Kadınlarda depresyonun nedenleri!..
Doç. Dr. Nuray Atasoy, depresyonun toplumun ruh sağlığını en çok etkileyen hastalıklardan biri olduğunu söyledi.
Zonguldak Bülent Ecevit Üniversitesi (BEÜ) Ruh Sağlığı ve
Hastalıkları Anabilim Dalı Öğretim Üyesi Doç. Dr. Nuray Atasoy,
depresyonun yaşam boyu görülme sıklığının kadınlarda yüzde 25’lere
kadar çıktığını, yani her 4 kadından birisinin hayatlarının bir
döneminde depresyon geçirebildiğini söyledi.
Atasoy, depresyonun erkeklerde görülme sıklığının ise yüzde 5-12
arasında olduğunu belirtti.
Doç. Dr. Nuray Atasoy, depresyonun toplumun ruh sağlığını en çok
etkileyen hastalıklardan biri olduğunu söyledi.
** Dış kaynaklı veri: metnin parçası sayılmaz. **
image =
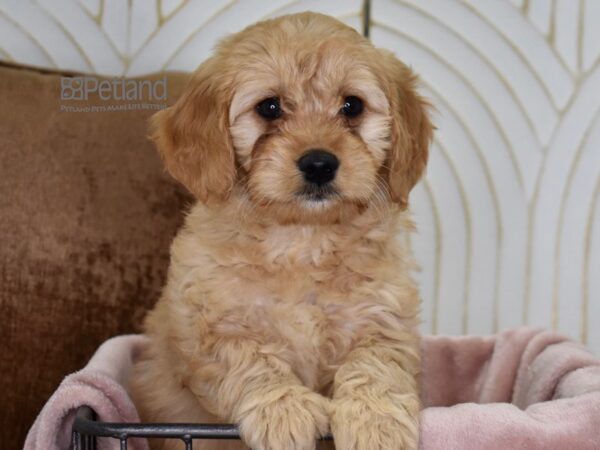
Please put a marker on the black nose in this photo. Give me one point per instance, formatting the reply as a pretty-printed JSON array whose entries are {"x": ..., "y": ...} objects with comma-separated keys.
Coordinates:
[{"x": 318, "y": 166}]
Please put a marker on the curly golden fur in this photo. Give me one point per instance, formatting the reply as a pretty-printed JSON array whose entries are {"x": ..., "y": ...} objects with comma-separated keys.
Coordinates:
[{"x": 283, "y": 313}]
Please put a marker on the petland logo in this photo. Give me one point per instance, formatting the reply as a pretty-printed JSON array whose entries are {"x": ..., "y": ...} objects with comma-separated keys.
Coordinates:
[{"x": 123, "y": 94}]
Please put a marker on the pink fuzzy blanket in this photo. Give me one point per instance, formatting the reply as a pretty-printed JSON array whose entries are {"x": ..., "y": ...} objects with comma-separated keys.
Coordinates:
[{"x": 521, "y": 389}]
Depresyonun
insanların bütün yaşamını etkilediğine dikkati çeken Doç. Dr.
Atasoy, birinci derece yakınlarında depresyon olan kişilerin
hastalığa yakalanma risklerinin de yüksek olduğunu ifade etti.
İşsizlik, ekonomik güçlükler, aile içi çatışmalar, anne, baba ve eş
kaybı gibi olumsuzlukların depresyonu tetiklediğini vurgulayan Doç.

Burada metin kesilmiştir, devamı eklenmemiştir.